10 de setembro de 2012 | 16h37

A situação da Seleção Brasileira é crítica. Se antes havia alguma tolerância da torcida com alguns jogadores e nenhum entusiasmo com Mano Menezes, agora ninguém mais está isento. Neymar, o último pilar de sustentação dessa mal alicerçada Seleção, caiu sexta-feira no Morumbi.

Antes unanimidade, o craque agora é vaiado pelos torcedores de butique. Nem mesmo aqueles que defendiam com unhas e dentes a permanência de Neymar no Brasil apoiam o craque.

Quando o principal jogador do País está na berlinda, algo de muito sério está acontecendo na Seleção. O comando está fraco. Mano Menezes se diz preocupado com o momento de Neymar, vítima do desgaste e das críticas, mas não age com pulso firme. Na sonolenta entrevista que concedeu, após a vitória diante da África do Sul sob vaias da torcida e Neymar acusado de pipoqueiro, não convenceu. A defesa que fez do craque foi de uma pobreza ímpar.

Em vez de apontar Neymar como a única luz da Seleção, Mano desligou o interruptor. Diz ele que em fevereiro levantou os problemas que o craque poderia enfrentar com o desgaste, a vida de celebridade e o revezamento entre Santos e Seleção. Apontou o problema e nada fez. Escorado no talento do menino, não o deixou fora de nenhum jogo do time nacional.

Sem o brilho de Neymar, Mano se afunda ainda mais.
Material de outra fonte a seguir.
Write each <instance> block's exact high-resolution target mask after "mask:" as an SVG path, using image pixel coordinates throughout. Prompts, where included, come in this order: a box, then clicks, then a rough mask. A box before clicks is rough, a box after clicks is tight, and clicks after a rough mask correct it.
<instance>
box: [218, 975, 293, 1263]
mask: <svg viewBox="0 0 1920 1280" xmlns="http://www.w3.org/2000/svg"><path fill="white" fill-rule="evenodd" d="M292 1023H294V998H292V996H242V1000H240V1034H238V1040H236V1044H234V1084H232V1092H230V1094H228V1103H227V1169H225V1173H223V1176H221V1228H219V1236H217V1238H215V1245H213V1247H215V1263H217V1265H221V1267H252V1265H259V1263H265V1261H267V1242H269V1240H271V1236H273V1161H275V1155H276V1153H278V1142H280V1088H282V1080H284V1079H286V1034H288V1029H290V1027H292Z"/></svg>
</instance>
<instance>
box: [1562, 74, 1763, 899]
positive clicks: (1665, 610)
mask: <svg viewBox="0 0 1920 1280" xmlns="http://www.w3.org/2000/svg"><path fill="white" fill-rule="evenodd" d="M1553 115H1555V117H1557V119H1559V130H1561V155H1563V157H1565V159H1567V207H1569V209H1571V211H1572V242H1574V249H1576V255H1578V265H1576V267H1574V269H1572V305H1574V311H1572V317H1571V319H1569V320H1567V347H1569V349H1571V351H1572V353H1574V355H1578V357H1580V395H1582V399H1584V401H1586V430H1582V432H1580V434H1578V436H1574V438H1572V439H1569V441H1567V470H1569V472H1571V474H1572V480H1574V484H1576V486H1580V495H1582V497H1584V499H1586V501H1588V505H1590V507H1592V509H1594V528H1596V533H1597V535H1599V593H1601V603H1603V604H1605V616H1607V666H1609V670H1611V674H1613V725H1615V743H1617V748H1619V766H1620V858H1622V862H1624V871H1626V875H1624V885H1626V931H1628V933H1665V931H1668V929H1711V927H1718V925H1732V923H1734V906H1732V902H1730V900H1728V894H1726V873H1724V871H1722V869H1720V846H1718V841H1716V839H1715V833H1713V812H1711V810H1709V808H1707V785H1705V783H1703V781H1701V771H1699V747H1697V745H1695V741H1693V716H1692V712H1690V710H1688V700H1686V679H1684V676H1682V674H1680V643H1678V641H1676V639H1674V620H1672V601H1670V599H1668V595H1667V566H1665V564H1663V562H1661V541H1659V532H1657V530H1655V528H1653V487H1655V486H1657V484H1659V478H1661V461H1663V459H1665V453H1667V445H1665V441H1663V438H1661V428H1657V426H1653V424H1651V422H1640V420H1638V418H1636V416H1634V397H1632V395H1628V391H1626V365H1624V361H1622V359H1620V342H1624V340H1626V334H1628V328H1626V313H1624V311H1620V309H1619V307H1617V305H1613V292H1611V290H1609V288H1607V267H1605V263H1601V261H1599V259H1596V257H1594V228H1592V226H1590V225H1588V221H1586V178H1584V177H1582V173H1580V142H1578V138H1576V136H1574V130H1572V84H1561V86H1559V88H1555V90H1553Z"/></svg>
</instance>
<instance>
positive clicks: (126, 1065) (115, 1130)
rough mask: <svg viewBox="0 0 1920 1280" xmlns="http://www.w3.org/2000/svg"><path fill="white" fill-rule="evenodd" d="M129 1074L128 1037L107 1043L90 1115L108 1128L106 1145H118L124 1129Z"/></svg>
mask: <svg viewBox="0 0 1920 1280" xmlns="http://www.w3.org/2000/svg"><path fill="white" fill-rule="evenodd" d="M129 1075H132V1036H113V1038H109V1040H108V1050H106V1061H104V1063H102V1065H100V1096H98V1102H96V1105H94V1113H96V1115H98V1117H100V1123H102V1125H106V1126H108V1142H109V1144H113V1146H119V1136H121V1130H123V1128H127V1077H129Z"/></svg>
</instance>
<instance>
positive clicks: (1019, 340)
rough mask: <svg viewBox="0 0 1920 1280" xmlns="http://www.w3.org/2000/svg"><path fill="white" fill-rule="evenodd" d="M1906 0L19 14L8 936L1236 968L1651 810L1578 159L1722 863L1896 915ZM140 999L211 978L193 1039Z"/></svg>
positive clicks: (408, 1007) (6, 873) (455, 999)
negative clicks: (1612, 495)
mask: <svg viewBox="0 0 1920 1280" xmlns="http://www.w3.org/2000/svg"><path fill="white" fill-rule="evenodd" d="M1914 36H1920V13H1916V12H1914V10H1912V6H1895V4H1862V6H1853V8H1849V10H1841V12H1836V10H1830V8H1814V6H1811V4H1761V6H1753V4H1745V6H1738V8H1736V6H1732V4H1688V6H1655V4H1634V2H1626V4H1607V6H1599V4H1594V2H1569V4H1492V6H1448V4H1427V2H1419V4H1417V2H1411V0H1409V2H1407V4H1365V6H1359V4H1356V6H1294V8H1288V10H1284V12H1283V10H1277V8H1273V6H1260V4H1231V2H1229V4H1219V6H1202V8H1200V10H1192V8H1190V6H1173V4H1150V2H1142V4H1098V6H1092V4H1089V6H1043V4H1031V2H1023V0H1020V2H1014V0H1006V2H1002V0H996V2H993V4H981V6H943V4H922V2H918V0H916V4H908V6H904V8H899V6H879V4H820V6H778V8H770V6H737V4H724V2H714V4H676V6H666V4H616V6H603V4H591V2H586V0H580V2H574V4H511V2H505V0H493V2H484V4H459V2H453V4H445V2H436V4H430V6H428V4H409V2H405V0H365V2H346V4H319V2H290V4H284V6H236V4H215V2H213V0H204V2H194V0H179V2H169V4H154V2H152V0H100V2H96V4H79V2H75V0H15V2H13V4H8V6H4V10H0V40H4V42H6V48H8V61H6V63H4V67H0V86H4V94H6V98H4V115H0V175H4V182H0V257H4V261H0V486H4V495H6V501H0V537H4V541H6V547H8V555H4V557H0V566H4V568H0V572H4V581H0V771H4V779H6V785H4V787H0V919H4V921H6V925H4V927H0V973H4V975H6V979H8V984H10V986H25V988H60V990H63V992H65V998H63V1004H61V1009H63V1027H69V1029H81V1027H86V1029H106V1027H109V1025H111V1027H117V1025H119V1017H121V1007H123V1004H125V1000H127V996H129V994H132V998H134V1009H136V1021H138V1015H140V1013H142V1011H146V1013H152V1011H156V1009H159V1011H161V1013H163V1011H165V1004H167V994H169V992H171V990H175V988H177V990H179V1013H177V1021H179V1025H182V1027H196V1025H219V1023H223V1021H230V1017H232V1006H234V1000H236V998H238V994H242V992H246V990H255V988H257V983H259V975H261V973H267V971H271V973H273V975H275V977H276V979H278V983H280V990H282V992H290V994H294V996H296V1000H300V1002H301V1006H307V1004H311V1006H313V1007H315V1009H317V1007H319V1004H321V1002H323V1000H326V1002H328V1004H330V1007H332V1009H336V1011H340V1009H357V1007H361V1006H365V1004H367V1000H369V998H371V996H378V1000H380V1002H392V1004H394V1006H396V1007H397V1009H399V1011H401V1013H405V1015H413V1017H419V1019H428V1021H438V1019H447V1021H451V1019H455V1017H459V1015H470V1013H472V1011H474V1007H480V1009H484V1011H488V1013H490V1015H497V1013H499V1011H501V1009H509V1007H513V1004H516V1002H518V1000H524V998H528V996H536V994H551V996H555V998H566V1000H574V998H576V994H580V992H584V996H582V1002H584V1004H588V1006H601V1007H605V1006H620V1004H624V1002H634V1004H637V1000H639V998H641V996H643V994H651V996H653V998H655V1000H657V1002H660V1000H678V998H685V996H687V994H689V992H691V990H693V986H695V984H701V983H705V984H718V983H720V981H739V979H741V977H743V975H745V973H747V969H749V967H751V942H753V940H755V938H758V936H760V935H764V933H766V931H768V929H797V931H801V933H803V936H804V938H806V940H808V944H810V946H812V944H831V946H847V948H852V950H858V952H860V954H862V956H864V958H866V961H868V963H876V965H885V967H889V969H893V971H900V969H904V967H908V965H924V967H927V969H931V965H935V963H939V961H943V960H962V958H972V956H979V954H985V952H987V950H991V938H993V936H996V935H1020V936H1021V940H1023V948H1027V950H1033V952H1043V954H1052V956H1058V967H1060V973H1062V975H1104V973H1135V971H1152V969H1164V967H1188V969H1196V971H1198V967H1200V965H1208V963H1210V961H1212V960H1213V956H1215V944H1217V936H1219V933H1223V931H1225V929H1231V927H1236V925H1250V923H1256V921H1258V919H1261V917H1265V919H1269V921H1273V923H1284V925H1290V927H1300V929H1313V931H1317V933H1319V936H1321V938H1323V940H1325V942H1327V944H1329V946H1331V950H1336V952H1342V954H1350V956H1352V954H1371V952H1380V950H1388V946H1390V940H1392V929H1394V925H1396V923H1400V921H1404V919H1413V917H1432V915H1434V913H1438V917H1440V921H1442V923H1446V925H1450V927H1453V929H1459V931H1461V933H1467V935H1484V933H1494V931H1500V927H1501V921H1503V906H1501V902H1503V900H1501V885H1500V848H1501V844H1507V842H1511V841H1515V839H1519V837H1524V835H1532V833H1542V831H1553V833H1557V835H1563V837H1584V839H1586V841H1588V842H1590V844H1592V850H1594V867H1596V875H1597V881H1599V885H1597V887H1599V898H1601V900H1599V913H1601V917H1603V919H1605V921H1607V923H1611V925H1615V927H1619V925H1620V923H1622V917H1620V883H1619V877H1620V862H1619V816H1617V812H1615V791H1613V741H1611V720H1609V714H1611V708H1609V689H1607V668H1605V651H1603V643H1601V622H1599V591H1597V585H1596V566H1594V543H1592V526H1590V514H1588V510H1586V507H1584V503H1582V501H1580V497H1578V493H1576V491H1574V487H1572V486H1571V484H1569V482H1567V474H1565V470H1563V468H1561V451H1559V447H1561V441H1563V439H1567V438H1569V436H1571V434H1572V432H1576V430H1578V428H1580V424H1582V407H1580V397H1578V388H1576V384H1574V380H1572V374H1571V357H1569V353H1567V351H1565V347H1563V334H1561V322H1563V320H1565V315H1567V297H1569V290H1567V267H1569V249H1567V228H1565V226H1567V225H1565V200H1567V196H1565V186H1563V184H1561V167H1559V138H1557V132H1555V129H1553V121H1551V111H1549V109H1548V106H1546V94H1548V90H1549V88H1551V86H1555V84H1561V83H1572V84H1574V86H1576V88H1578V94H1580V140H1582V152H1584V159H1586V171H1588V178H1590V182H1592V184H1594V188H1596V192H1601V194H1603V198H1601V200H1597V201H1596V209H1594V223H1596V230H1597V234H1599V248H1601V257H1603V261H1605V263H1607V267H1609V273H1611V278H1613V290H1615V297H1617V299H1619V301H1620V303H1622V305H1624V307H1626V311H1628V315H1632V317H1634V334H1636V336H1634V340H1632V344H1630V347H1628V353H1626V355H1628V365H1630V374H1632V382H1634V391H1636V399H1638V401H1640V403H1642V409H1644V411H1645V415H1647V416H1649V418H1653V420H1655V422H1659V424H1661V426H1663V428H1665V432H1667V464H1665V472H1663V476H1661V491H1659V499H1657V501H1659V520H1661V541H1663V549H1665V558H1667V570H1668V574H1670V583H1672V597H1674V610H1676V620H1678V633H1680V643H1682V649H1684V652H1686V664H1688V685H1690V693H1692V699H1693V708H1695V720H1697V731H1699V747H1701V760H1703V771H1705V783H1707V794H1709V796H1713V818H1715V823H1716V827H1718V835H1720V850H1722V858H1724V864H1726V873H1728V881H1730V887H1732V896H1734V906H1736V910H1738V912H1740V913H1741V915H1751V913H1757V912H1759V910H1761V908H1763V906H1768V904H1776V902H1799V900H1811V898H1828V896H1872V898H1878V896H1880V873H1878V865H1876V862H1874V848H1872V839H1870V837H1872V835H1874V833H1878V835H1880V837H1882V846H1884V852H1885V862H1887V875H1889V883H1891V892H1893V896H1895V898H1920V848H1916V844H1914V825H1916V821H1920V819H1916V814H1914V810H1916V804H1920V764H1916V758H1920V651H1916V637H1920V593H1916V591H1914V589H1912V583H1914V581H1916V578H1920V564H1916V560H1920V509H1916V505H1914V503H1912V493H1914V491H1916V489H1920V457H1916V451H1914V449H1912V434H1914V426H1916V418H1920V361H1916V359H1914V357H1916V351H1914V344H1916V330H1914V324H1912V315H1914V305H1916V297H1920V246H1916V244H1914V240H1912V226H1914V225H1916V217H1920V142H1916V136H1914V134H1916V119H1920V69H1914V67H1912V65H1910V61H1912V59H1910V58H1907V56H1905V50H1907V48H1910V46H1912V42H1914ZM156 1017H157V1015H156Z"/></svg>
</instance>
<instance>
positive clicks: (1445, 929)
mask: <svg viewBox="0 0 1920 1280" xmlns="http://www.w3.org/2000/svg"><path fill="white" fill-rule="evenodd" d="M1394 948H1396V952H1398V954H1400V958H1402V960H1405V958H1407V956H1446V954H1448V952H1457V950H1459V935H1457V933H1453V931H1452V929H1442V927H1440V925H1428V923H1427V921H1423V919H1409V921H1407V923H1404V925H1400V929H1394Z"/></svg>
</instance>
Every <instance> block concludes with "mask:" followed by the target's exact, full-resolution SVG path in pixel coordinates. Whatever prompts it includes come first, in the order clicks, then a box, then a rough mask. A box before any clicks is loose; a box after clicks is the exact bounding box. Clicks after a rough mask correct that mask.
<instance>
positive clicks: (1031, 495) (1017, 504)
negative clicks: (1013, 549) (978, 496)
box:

O técnico age como se já soubesse do seu futuro na Seleção: a demissão. Nos bastidores da CBF e de cartolas influentes do futebol brasileiro, Mano é carta fora do baralho. Vai se arrastar até o fim do ano, com ou sem vaia no amistoso desta segunda-feira diante da China no Arruda, no Recife.

Mano está perdido. Tão perdido que coube ao lateral Daniel Alves, um dos mais experientes jogadores da Seleção, sair em defesa de Neymar. Treinadores de pulso costumam valorizar os craques acima de todas as coisas.

Na Copa de 94, depois que se rendeu a Romário, Parreira jogou suas fichas no Baixinho. Felipão apostou tudo em Ronaldo quando muitos davam o Fenômeno como um ex-jogador em 2002. Romário e Ronaldo responderam dentro de campo.

Mano fala da importância de Neymar, mas não coloca o craque como a referência da Seleção. Diz que o menino precisa amadurecer e que seria bom jogar na Europa. Enquanto isso, a Seleção não desencanta.

Em recente entrevista ao Estado e JT, Vanderlei Luxemburgo defendeu a permanência de Neymar no País e adiantou que o jogador tem de ser transformado em o grande ídolo do futebol brasileiro para ser o principal jogador da Seleção na Copa de 2014.

Se Neymar é pipoqueiro para a torcida, o que ela não estaria pensando de Mano Menezes.